After a youth spent immersed in the romance of The People, with the populist movement of the 1890s and the united front of the 1930s among my favorite periods in American history, I’ve come to have grave doubts about populism over the past 30 years. No, it’s actually been longer than that: If you read classic works of American history, like C. Van Woodward’s Tom Watson: Agrarian Rebel and Marshall Frady’s Wallace, a distinct pattern emerges. Left-wing populism quickly is corrupted by hatred–of blacks, jews, bankers, whomever. It devolves into anger and anarchy…and into right-wing populism, which has been the most destructive force in American public life since Lee Atwater ran George H.W. Bush’s presidential campaign in 1988.
And yet, my reaction to Barack Obama’s Osawatomie speech was mostly positive.
It was positive because there are new facts on the ground. Over the past decade, it has become clear that financial speculation has had a crippling effect on the long-term prospects for the American economy. The conservative knee-jerk jeering about “class warfare” seems a silly diversion from the real problem–which is not income inequality, but a structural distortion in American capitalism that has made investment in productive job-creating enterprises more difficult.
And so I think that Bill Galston has a point when he argues that Barack Obama’s strategy should be to emphasize the overall expansion of the economy and not income inequality, although I do believe that a progressive system of taxes and benefits should be part of any economic revival program (in order words, means-testing entitlements could modify the need for higher taxes for the wealthy).

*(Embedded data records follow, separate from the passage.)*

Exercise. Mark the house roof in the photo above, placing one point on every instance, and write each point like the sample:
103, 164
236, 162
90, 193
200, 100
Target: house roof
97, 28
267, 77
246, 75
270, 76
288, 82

The problem is, the most important long-term way to ensure economic growth would be to seriously restructure the financial industry, to remove the current incentive structure that sends our smartest young people into Wall Street casino-gaming and away from innovation and job-creation. This means, as Jon Hunstman and others have argued, breaking up the big banks. I would also tax the more exotic financial derivatives, as a way of discouraging this sort of non-productive investment.
But it also means that Obama is going to have to be very careful when it comes to acting against job creation, even when there are legitimate countervailing interests involved. It was, for example, entirely counterproductive for Obama’s National Labor Relations Board to insert itself athwart Boeing’s plans to build a new, presumably non-union, factory in South Carolina (a dispute now resolved). And it’s wrong for Obama to dither about the Keystone pipeline, in order to do more environmental studies.
I believe that climate change is real, and a long-term problem to be addressed in every way, ranging from a carbon tax to incentives for non-polluting energy sources. I also believe that the labor movement, at its best, helped create the broad American middle class, which is the most important factor when it comes to sustaining a real democracy.
But we’re in an incredibly difficult economic moment and, right now, the creation of new jobs has to be our highest priority. It is possible that we’re heading into an even more severe recession, if Europe collapses. But it’s also possible, as labor costs increase in China, that we’re heading toward a renaissance of American manufacturing, if barriers to productive investment are lowered. The surest path to political prosperity for the President right now is to emphasize as much private sector job creation as he can–since Republicans are effectively blocking public sector job creation–even if it impinges (slightly) on Democratic constituencies like labor unions and environmentalists. (And he should keep in mind that the surest path toward long-term prosperity is a fundamental structural reform of the financial sector.)